I've been out of town for the weekend, and very busy in general, so to get back into the swing of words, I'm participating in this month's Lightening Snippets at Scribblings of My Pen and Tappings of My Keyboard. This event is basically a flash-fiction challenge. The Anne-girl assigns us a picture and challenges us to write a section that sounds to have been pulled out of the center of a larger story. Good practice and all that, right?

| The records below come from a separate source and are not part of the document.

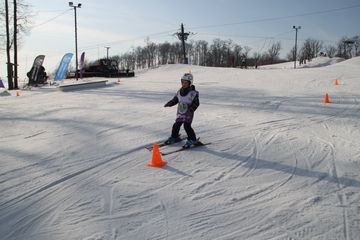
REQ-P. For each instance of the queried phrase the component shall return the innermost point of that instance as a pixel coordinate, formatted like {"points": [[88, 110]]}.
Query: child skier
{"points": [[187, 99]]}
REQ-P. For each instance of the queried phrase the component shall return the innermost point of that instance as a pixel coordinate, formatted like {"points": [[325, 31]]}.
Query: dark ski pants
{"points": [[188, 129]]}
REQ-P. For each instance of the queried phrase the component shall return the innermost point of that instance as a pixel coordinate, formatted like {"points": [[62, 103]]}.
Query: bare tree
{"points": [[310, 48], [24, 19], [330, 51]]}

     Postcards were a marvelous invention. Some folk said they were the spawn of gossips and busybodies, but Harrison Jarvis thought of them as a godsend. Things weren't half as interesting in the Post Office as people thought; "Uncle Harry, tell us the news," the little Chirping Ones always said.
    Harrison Jarvis chuckled and slit the string holding together the day's mail with his rusty pocket-knife. Silly little Chirping Ones--silly little nephews and nieces who were good for nothing but stealing a man's heart out of his chest. No, the life of a post-master was ironically empty of crumbs to feed The Chirping Ones. Important correspondence, intrigues and scandals might slide through Mr. Jarvis' hands each moment of the day and he'd never know--people took such care sealing their letters. More's the pity.
    Mr. Jarvis shook his head and shuffled the drab mail into the worn, gray boxes. Seed catalogs for all the farming folk, and a package of Ginger's Optimistic Hair Dye for Mrs. Farquaharson. She bought it every six-month just as her hair was beginning to show indisputable signs of graying. Mr. Jarvis chucked the package into Mrs. Farquaharson's box and whistled an aimless tune. No. Not so much as a poppyseed to feed The Chirping Ones this evening. Pity, that. Mr. Jarvis took his duty as Uncle Harry warmly--he hated seeing the faces of The Chirping Ones turned away with reproof when he hadn't anything to feed them. But such was the life of a mailman in the United States Post Office. Privacy--bah. What the world needed was a few more tid-bits.
    But what was that? Mr. Jarvis' old heart beat a bit harder beneath his pocket-watch--beat nearly as fast as it had the day the Mayor had got a letter from the Governor--no, Mr. Jarvis' eyes had not deceived him. He pulled a slim post-card from the bottom of the mail-stack. The corners of his mouth crooked up into a leather-creased smile. A post-card, smelling of expensive cologne. The address written in a dashing, manly hand to one Miss Beatrice Lochlea--the beautiful Miss Beatrice who had a beau for every day of the week. Mr. Jarvis' keen and practiced eye scanned the small card, taking in  the few tender lines: love...eternal affection...Paris next spring...
    Oh yes. The Chirping Ones would be happy tonight.